I admit it. I rarely laugh at myself. I think part of that comes from innate personality—I was born a serious person with a dry sense of humor. Beyond that, though, I went through what a lot of kids do. I was laughed at a lot growing up. All for various reasons, mind you, but it hurt nonetheless.
The earliest occurrences I recall involve my first bicycle and my father. I was five or six and we didn’t have a lot of money, but Dad found a used, little pink bike for my birthday. It was only sixteen inches tall, no training wheels, and made for me.
There a clear recollection of me taking possession of it. I was in the narrow side yard. Back then there were no helmets, knee or elbow pads, nothing like that. It was all bare legs and arms. If you fell off, you got back on or risked total nerdhood. And that was before the word ‘nerd’ had been invented.
I straddled that little bike, aimed it for the front yard, and took off. About five feet or so later came the first crash. Fury and disappointment roared through me. No thoughts of defeat entered my brain.

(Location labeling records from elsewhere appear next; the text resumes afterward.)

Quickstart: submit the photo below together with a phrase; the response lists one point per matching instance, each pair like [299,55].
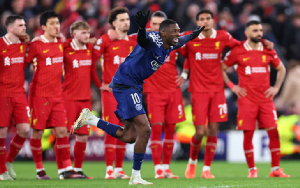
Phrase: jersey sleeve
[230,58]
[275,60]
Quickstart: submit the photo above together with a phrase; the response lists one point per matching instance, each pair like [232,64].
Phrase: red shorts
[47,112]
[209,106]
[14,107]
[109,105]
[73,109]
[165,107]
[248,114]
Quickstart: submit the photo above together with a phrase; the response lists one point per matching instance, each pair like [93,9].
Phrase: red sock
[59,162]
[110,145]
[15,146]
[36,150]
[168,143]
[120,153]
[210,150]
[195,146]
[155,143]
[248,148]
[2,156]
[63,151]
[79,153]
[274,147]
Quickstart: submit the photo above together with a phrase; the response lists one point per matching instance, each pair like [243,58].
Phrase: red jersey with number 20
[204,61]
[253,70]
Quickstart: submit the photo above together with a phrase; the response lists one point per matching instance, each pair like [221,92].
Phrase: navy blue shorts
[129,103]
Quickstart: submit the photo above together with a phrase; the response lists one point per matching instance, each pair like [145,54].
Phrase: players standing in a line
[127,84]
[45,97]
[207,89]
[113,54]
[255,102]
[13,101]
[78,69]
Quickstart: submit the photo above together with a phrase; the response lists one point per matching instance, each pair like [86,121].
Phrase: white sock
[274,168]
[109,168]
[38,170]
[193,161]
[205,168]
[117,170]
[77,169]
[165,166]
[254,168]
[136,172]
[157,167]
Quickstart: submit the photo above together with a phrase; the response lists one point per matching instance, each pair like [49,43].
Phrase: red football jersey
[204,60]
[78,70]
[47,58]
[12,58]
[253,70]
[113,54]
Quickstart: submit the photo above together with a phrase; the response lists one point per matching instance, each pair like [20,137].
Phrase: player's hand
[179,80]
[239,91]
[141,19]
[271,92]
[269,45]
[105,88]
[112,34]
[196,32]
[93,41]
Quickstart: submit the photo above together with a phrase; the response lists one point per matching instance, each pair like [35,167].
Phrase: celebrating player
[114,53]
[150,53]
[255,102]
[13,101]
[79,70]
[45,97]
[207,89]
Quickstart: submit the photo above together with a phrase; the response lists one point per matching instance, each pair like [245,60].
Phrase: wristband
[184,75]
[230,85]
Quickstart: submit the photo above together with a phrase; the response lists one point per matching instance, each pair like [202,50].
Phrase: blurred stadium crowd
[280,18]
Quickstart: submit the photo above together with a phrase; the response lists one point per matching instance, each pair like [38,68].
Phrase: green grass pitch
[227,175]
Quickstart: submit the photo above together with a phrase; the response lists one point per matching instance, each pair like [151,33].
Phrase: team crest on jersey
[217,44]
[264,59]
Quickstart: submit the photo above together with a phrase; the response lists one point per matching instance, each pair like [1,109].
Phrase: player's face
[82,35]
[19,28]
[206,20]
[155,23]
[52,27]
[122,22]
[254,33]
[172,34]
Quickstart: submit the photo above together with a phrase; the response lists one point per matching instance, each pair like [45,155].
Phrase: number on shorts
[135,97]
[223,109]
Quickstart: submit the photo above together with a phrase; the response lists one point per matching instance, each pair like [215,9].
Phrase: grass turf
[227,175]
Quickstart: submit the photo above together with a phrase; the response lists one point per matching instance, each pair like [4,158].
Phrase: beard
[255,39]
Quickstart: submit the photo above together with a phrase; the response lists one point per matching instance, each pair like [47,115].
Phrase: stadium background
[281,22]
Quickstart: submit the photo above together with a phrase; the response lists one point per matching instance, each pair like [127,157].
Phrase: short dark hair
[160,14]
[166,23]
[45,16]
[12,18]
[115,12]
[253,22]
[204,11]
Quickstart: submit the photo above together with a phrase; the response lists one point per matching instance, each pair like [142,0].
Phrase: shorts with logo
[129,103]
[209,106]
[14,108]
[165,107]
[109,105]
[73,109]
[248,114]
[47,112]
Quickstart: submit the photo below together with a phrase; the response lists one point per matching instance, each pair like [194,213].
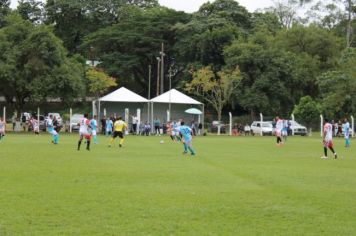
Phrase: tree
[4,10]
[34,65]
[215,89]
[307,111]
[31,10]
[98,82]
[338,86]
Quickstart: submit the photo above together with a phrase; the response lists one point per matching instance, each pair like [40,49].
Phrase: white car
[74,120]
[58,117]
[264,128]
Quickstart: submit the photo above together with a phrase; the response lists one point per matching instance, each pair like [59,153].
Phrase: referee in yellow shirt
[119,129]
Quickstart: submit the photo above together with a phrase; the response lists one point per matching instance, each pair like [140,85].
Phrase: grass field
[234,186]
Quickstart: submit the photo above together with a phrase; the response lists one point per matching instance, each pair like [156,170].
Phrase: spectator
[247,130]
[147,128]
[103,125]
[134,124]
[157,124]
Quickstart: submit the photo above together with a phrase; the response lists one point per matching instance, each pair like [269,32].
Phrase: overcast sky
[193,5]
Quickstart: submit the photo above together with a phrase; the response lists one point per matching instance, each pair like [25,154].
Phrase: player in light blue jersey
[346,130]
[51,130]
[186,134]
[93,127]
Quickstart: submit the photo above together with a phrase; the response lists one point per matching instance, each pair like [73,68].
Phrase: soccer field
[233,186]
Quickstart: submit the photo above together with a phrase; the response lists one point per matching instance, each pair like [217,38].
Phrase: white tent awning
[123,95]
[175,97]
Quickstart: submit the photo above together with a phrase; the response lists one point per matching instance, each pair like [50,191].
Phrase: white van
[262,128]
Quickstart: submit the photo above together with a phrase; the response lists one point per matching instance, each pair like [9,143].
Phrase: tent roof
[174,96]
[123,95]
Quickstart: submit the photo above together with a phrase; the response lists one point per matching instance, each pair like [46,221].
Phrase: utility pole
[149,92]
[162,68]
[158,72]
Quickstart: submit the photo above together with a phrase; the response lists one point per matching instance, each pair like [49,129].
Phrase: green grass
[234,186]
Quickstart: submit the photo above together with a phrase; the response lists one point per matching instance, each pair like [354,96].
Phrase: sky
[193,5]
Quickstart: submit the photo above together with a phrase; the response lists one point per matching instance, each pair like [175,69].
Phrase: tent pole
[203,118]
[152,117]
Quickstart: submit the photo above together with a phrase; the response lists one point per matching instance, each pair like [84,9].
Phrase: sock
[111,140]
[191,150]
[185,147]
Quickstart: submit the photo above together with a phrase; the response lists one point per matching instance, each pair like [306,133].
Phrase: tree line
[273,61]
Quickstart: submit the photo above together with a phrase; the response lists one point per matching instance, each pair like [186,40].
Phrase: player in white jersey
[51,130]
[328,139]
[279,128]
[346,130]
[93,128]
[84,132]
[2,128]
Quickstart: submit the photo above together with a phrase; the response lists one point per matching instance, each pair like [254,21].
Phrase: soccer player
[51,130]
[83,132]
[108,126]
[35,125]
[187,138]
[346,129]
[328,139]
[93,128]
[279,128]
[119,129]
[2,129]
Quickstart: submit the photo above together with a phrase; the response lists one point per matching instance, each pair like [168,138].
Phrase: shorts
[328,143]
[118,133]
[53,132]
[86,135]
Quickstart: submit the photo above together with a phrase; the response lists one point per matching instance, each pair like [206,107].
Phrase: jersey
[109,125]
[119,126]
[186,133]
[50,126]
[279,125]
[35,125]
[328,132]
[93,124]
[83,126]
[347,130]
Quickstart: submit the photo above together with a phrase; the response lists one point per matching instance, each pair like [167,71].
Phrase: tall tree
[215,88]
[4,10]
[31,10]
[34,65]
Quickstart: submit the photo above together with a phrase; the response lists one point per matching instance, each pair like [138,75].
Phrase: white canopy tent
[178,102]
[120,100]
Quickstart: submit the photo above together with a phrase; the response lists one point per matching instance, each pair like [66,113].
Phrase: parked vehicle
[58,117]
[265,127]
[298,129]
[74,120]
[214,127]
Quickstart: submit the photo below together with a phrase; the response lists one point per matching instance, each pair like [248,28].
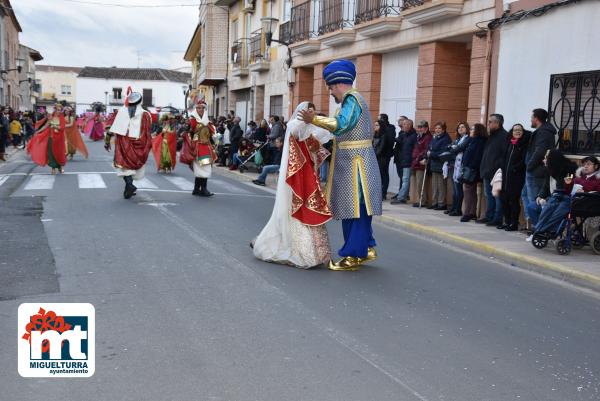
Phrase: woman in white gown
[296,234]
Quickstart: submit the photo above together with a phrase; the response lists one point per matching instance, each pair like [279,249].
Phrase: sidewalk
[581,267]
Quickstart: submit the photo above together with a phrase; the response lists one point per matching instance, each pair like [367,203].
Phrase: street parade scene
[300,200]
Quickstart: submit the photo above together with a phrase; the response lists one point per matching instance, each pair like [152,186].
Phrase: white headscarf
[274,241]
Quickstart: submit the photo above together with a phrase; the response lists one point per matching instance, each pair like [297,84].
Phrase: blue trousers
[358,235]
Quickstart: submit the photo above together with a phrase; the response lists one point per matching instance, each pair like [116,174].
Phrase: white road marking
[90,181]
[144,183]
[226,186]
[40,182]
[177,191]
[180,183]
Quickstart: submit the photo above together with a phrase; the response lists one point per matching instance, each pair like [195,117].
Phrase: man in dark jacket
[405,144]
[235,137]
[386,146]
[419,156]
[541,140]
[491,161]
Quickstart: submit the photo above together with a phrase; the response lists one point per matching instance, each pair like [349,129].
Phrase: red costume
[52,130]
[309,205]
[131,153]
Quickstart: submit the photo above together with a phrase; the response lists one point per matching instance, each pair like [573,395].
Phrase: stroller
[571,233]
[255,159]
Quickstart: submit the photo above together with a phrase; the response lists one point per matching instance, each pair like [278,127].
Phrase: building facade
[159,87]
[10,62]
[28,88]
[231,57]
[56,84]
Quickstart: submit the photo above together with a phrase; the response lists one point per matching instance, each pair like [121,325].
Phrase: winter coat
[405,144]
[589,183]
[389,135]
[513,168]
[557,167]
[457,148]
[438,145]
[473,152]
[541,140]
[493,153]
[420,150]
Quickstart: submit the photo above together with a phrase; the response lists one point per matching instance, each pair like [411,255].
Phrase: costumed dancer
[133,141]
[97,128]
[74,140]
[354,182]
[48,145]
[164,145]
[198,151]
[296,234]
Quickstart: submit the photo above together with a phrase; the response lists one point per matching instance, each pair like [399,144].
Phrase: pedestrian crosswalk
[42,183]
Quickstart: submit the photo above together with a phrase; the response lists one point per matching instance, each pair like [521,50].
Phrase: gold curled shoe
[371,255]
[348,263]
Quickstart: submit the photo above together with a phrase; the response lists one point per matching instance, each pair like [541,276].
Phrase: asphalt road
[185,312]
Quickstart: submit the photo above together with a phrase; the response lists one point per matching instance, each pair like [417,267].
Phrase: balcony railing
[285,32]
[257,48]
[336,15]
[304,22]
[239,53]
[368,10]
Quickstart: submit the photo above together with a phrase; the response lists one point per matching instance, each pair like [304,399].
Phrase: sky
[70,33]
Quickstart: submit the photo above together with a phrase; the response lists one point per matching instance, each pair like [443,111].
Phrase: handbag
[468,175]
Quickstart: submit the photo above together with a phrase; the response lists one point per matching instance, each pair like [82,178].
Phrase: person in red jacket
[587,177]
[419,156]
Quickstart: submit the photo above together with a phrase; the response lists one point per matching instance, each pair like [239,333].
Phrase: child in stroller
[578,225]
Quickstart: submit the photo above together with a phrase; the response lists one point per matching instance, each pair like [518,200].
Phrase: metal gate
[574,107]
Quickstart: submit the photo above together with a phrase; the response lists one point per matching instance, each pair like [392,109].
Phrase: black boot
[196,190]
[203,190]
[129,187]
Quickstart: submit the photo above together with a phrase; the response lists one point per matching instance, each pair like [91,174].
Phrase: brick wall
[443,82]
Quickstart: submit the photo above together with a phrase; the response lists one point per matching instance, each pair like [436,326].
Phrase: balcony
[303,28]
[259,55]
[336,22]
[378,17]
[239,57]
[115,101]
[425,12]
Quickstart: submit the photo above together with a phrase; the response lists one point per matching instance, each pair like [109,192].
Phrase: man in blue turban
[354,182]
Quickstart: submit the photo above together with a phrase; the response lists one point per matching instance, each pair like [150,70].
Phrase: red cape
[38,145]
[157,143]
[308,201]
[132,153]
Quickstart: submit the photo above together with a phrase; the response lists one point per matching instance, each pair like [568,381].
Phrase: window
[574,109]
[276,105]
[287,10]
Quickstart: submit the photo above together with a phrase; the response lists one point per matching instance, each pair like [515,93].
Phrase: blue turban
[339,72]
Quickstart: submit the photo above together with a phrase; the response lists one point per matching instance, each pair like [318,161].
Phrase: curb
[538,265]
[530,263]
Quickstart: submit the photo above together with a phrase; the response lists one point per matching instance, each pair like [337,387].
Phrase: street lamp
[269,24]
[186,94]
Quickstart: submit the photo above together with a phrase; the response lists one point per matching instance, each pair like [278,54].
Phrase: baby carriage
[572,231]
[255,159]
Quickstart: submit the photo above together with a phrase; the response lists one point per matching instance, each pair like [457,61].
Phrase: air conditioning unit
[291,76]
[249,5]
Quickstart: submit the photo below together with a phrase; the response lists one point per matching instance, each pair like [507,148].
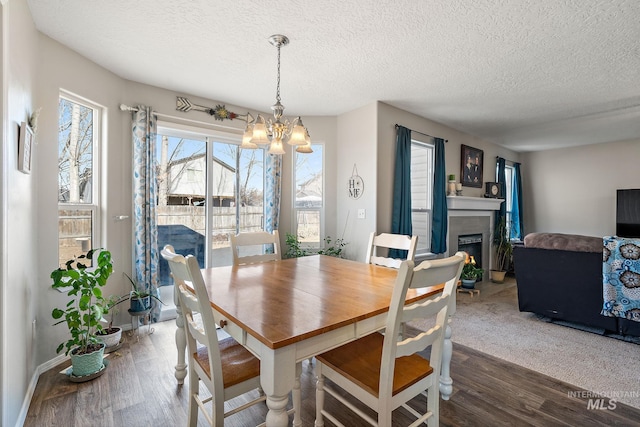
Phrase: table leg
[446,383]
[278,370]
[181,340]
[296,397]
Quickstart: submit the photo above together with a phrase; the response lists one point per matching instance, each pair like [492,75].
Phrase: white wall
[357,142]
[573,190]
[19,278]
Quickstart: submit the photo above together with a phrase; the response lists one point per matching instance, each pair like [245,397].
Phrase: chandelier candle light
[274,131]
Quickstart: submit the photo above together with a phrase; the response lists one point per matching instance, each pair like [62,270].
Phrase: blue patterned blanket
[621,277]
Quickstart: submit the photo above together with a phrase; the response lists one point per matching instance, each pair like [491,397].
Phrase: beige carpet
[491,323]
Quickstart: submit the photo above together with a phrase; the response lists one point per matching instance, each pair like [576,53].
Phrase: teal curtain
[439,222]
[401,213]
[501,214]
[517,223]
[272,194]
[145,222]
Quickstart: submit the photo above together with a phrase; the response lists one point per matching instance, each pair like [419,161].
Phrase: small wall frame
[25,147]
[471,166]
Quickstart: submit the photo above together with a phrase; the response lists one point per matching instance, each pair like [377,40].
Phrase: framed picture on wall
[25,143]
[471,166]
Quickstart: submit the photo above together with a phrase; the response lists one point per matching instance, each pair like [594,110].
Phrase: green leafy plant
[333,247]
[470,271]
[293,247]
[139,293]
[84,312]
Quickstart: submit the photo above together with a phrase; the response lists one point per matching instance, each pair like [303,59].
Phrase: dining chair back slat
[225,367]
[255,247]
[386,241]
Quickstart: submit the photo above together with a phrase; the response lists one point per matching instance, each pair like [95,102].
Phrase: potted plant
[504,250]
[84,312]
[332,247]
[470,273]
[111,335]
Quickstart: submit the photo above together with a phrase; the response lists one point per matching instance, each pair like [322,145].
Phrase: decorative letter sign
[355,185]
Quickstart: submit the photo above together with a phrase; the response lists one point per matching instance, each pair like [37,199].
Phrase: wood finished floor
[138,389]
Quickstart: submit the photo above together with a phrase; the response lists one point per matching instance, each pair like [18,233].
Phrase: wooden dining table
[288,311]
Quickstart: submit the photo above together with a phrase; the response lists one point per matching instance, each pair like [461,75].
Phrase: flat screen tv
[628,213]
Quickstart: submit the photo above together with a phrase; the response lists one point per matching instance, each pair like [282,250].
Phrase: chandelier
[260,132]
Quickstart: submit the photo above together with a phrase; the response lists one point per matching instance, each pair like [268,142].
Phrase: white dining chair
[384,373]
[390,241]
[225,367]
[249,248]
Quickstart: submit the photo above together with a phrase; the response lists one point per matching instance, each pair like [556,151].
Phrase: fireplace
[470,224]
[471,244]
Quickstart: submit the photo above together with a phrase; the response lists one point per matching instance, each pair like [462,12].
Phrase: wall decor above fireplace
[471,163]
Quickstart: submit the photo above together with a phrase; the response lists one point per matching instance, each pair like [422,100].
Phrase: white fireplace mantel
[473,203]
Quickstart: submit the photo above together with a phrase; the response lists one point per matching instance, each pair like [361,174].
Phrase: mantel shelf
[473,203]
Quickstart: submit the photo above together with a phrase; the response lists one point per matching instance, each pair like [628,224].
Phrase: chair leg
[194,390]
[319,396]
[296,397]
[433,405]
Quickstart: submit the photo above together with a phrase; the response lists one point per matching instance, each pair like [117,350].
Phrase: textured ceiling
[526,74]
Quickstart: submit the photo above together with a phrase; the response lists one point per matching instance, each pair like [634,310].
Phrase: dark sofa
[560,276]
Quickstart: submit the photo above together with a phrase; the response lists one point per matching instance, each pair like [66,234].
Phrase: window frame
[210,137]
[429,197]
[509,172]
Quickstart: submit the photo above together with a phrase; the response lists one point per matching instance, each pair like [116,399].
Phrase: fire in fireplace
[471,244]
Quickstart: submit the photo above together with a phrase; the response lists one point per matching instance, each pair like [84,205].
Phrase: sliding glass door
[208,188]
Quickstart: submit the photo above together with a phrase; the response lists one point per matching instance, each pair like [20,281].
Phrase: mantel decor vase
[451,189]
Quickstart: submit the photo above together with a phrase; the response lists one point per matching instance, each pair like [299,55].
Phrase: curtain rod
[506,160]
[421,133]
[124,107]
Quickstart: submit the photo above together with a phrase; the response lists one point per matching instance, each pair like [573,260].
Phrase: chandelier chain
[278,83]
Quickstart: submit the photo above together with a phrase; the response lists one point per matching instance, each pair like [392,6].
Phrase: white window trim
[427,252]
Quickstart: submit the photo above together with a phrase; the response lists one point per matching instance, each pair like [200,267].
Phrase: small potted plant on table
[470,273]
[84,312]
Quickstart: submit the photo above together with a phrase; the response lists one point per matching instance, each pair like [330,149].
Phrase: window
[509,173]
[308,197]
[422,156]
[78,169]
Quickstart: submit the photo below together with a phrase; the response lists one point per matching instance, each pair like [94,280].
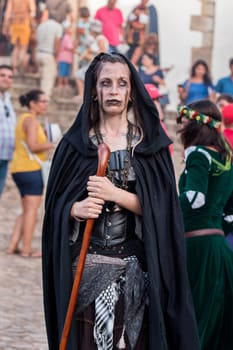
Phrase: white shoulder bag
[45,165]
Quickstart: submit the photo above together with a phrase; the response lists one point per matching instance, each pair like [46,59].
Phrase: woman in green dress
[206,194]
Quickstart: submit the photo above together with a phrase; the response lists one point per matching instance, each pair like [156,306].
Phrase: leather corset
[115,225]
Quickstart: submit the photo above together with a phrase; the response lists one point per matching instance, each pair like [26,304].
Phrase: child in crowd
[155,96]
[82,31]
[65,56]
[97,43]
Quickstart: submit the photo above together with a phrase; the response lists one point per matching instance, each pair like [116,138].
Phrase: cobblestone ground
[21,311]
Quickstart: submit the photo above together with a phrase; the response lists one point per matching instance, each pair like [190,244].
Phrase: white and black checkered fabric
[105,315]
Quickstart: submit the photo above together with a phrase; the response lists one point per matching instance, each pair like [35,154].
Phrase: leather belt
[204,232]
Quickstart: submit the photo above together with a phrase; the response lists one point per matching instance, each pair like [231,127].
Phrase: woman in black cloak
[134,292]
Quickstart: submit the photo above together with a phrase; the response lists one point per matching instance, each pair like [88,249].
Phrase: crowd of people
[46,38]
[159,264]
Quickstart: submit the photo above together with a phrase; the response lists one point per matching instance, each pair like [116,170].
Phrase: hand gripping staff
[103,157]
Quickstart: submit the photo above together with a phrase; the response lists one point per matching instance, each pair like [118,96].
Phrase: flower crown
[186,112]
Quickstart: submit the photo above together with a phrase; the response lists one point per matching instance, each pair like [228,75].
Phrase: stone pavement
[21,311]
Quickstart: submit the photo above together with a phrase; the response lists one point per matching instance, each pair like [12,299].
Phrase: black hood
[155,139]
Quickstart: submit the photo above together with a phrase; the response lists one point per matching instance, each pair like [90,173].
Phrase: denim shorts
[64,69]
[29,183]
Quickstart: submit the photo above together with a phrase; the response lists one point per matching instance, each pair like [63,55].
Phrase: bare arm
[30,127]
[102,187]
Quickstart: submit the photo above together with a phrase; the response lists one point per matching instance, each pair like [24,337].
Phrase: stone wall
[204,23]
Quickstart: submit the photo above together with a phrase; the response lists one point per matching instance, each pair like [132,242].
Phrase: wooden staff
[103,157]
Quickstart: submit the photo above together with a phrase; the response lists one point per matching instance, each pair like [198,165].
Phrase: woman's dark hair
[32,95]
[194,134]
[94,110]
[206,78]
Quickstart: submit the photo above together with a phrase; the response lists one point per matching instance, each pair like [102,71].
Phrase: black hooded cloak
[172,322]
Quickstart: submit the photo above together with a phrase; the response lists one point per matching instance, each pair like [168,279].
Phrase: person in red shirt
[112,21]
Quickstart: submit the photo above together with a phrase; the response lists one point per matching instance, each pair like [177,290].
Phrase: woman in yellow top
[26,172]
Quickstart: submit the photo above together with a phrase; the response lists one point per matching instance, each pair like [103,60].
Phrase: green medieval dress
[206,192]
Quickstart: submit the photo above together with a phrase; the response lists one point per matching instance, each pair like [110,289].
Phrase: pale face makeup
[113,89]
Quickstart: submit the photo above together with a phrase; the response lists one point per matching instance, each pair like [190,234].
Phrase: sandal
[31,254]
[11,251]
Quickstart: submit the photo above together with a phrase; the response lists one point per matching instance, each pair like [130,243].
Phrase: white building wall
[176,39]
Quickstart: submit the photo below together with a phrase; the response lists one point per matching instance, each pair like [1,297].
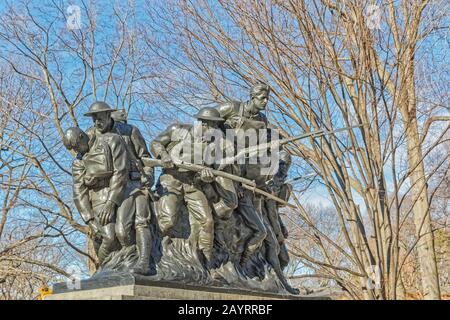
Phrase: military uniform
[236,117]
[281,189]
[99,176]
[180,185]
[135,210]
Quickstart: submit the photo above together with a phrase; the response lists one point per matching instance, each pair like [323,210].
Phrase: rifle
[246,183]
[254,150]
[198,168]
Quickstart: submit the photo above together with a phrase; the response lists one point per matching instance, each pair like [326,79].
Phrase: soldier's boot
[144,246]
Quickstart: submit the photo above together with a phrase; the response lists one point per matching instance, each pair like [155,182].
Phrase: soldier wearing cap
[134,211]
[180,142]
[100,175]
[243,116]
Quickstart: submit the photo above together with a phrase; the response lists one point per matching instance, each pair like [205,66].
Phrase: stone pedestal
[130,287]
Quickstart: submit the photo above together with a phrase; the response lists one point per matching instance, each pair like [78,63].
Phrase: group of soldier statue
[190,224]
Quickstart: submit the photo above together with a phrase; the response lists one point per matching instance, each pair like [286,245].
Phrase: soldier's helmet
[97,107]
[208,113]
[258,87]
[119,115]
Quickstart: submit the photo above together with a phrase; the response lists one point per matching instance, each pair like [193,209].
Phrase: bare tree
[330,64]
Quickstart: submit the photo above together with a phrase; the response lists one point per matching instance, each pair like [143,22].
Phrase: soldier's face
[101,121]
[260,100]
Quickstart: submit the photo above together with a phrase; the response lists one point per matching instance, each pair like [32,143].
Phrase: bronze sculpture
[210,227]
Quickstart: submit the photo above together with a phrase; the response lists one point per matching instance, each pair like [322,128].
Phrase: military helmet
[119,115]
[97,107]
[209,113]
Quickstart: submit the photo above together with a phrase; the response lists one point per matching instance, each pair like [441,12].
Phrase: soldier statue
[247,116]
[134,213]
[181,185]
[100,176]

What did enter my ears was my dad laughing at me for falling off. It made me even angrier. It wasn’t like I had a lot of experience riding a bike. That failed attempt had been my first.
With each subsequent crash that day, the laughter followed me to my next attempt. Success arrived on the handlebars of the fifth or sixth trip up the side yard. That’s when I heard something like “It’s about time.”
From then on, I was set up for life. It’s taken more decades than I care to number to get past that experience. Why? Because someone I loved humiliated me with laughter. I didn’t need to laugh at myself. There was a handy soundtrack already embedded in my memory. A lot of reconciliation has gone into accepting the fact that my father had no clue as to the impact of his delight in my stubborn determination to conquer a bicycle.
Am I over it now? From the tiny tear running down my cheek as I write this, I’d have to say “Not really.” I can accept the ultimate reality of the experience so long ago, but the hurt went too deep and impacted too much to ever drain away completely.
You may also ask why I’m writing about this incidence from my childhood. It comes down to recognizing that we each come to a crossroads in our lives where we must laugh at ourselves or implode. I’ve never had much luck with the practice. Today, though, I chuckled at myself. Out of the Blue. I hadn’t done anything funny.
I was listening to some fantastic music written by Ivan Torrent. As my mind floated on the notes, it settled onto a long-desired dream of creating music. With today’s technology and the auxiliary instrument units that can be attached to a good computer, music is easier to create now than ever before. And the dream blossomed in my mind again.
That’s when the chuckling started to bubble up. An image of an acquaintance from years ago rose to chide me. Not for the dream, but to remind me of his analysis of me. Leo was a specialist in personality mapping. When he finished going over my results, he came back to me and said, “Girl, you won’t have an easy road. You’re one of those types who will never be satisfied with what you choose to pursue. You have too broad an interest range. You get bored too easily. You’ll enjoy many careers, but they’ll all be short-lived.”
I hadn’t thought about Leo in a long time, but I’d never forgotten his assessment of me. It was spot on. I tend to neglect that reality. Being bright, having a few talents here and there, all combine to create a kind of Renaissance person. That was me.
Here I was struggling frantically to finish a novella that was driving me round the proverbial bend, and my mind was off on making music for book trailers. How ridiculous is that? Okay, maybe not ridiculous, but certainly in character, albeit a bit premature.
Suddenly I could delight in a moment of self-humor. It wasn’t vindictive or mocking, or filled with ridicule. It was an appreciation of a personal quirk and something that was more real than a misconstrued episode from decades ago. It also allowed me self-appreciation of another sort; one recognizing my uniqueness and potential—realized or not.
That was the gift I gave myself today. Regardless of our age, each of us has untapped potential left to pursue. How fabulous is that!
Enjoy your potential today. Chuckle over the things you dream of doing and know that you are unique. It’s amazing how freeing the sensation is.